The other night my son showed me my ‘Wikipedia.’ I have steered clear of looking at it ever since I first looked it up whenever it came into vogue a few years ago. I honestly don’t know who writes them and I gave up long ago on the notion I was ever going to get mine to focus on the fact that I’ve written 25 books—not the 23 they report—or that several of them are, well, pretty well known and were huge best-sellers. I’ve also never HEARD of The Chapin Report which I write for according to Wikipedia.
It DOES annoy me that the first sentence of my bio claims I’m best known for being wrong on the Duke lacrosse case. I’m not even going to go through that mine field again but I really don’t think I was wrong when I first said the kids should lose their scholarships if they didn’t cooperate with police (which they initially refused to do); then wondered how Mike Nifong could keep the case alive after all the DNA tests came back negative (he ended up being disbarred) and said when it was all over I thought they were probably guilty of everything but rape—as in stupidity, being out of control at parties long before the fateful night, shouting racial epithets that night and sending out hateful e-mails. Okay, I got into it and I know some of the pro-Duke folks out there will want to open the debate again: I don’t. It’s over, the players received millions of dollars in judgments (which they deserved) and so did Coach Mike Pressler who was the real martyr in the case.
It also says I was the subject of major controversy when I called for the abolition of the second amendment after Plaxico Burress shot himself. Major controversy? Lots of people disagreed with me, so what? Happens all the time and that wasn't the first time--by any stretch--I called for the abolition of the amendment, knowing full well it will never happen. THAT was a big moment in my career? I wouldn't put it in the top 100 to be honest.
What got me the other night and the reason my son showed it to me was an update that included my heart surgery. Whomever wrote it, quoted from my post-surgery appearance with my pal Mike Gastineau on KJR in Seattle. According to what was posted I “claimed,” to be a-symptomatic, and “claimed,” to have had an angiogram done because of one small black spot detected on a stress test.
Why the hell would I “claim,” any of that?
Here’s what’s most disturbing. My son said, “don’t worry dad, I can fix it.” Sure enough, an hour later, he had fixed it. What that tells me is that just about anyone can hack into the Wikipedia system. My ‘claim,’ would be that anyone using it as a research tool ought to be very careful.

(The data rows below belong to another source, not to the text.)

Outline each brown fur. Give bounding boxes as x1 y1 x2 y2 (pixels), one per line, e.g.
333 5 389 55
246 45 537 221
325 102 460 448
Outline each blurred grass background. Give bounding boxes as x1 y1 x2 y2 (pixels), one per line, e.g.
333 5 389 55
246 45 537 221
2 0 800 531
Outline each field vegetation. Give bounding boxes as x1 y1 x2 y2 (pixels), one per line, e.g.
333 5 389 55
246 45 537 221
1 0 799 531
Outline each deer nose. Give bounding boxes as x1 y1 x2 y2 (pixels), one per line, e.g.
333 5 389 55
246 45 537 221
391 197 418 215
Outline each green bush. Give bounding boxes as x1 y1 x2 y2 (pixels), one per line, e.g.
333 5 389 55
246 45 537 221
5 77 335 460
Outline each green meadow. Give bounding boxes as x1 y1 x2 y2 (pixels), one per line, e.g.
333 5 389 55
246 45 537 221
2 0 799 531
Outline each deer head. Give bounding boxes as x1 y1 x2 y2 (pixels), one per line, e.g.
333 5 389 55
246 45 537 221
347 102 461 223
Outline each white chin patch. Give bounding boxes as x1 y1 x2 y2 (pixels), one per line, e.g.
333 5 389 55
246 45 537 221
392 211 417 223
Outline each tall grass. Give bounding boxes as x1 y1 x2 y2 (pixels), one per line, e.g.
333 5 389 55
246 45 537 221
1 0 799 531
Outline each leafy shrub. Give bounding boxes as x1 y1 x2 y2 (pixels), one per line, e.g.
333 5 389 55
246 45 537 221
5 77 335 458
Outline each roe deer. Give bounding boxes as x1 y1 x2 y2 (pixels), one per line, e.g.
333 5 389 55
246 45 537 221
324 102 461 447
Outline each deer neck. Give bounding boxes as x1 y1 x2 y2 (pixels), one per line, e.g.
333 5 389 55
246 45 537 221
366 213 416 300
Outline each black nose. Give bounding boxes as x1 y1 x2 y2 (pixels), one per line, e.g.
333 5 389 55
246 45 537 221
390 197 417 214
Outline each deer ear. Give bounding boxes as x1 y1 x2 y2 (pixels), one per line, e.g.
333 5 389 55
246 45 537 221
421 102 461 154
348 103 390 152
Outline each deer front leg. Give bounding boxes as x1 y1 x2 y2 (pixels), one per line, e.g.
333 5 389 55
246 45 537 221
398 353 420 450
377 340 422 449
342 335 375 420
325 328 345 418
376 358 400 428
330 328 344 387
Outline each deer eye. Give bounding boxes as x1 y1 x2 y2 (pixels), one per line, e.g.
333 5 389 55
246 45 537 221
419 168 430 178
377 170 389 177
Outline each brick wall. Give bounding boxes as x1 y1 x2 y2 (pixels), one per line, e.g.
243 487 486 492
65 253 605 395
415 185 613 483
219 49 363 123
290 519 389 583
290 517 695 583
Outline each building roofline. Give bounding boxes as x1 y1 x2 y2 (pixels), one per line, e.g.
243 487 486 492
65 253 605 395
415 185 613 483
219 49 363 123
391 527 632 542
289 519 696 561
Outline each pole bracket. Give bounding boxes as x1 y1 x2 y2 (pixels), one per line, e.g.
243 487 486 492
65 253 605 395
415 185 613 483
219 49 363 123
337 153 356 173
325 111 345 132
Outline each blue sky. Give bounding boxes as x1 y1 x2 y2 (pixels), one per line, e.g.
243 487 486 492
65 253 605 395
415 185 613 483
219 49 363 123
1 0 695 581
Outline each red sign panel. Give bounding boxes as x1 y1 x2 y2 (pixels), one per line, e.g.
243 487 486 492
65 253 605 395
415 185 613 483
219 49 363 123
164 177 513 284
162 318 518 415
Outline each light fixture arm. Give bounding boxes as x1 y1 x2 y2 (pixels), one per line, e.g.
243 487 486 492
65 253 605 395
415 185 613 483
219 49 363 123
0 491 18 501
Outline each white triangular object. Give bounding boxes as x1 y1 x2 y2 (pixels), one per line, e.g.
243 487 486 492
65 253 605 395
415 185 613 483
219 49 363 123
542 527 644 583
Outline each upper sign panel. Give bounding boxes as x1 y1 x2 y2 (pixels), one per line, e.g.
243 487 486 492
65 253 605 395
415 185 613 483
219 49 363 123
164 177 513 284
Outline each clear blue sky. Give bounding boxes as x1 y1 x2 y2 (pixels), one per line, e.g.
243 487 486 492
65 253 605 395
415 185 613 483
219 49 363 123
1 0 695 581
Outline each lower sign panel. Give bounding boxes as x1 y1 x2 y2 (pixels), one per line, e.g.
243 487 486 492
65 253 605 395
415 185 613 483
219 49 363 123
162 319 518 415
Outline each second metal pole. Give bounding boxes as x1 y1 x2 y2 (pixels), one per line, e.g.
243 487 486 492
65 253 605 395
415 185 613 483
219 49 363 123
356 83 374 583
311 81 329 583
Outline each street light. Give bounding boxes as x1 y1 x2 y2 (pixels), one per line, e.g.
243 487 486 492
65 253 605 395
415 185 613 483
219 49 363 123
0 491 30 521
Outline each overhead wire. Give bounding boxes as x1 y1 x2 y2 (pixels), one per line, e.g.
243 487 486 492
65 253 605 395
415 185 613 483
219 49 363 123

By the way, kudos to Coach David Cutcliffe for winning five games in a season at Duke for the first time since 1994. It really doesn’t matter that the bottom of the ACC is awful this season, that’s real progress for a school that was a complete joke for most of the last 15 years. One warning for you Dukies who think the team is one game from being bowl eligible: It’s not so.
Because some genius in the athletic department decided to schedule North Carolina Central this year (not sure who made that call) before NCCU is officially a Division 1-AA team, that win doesn’t count towards bowl eligibility. Duke will have to win seven to play postseason.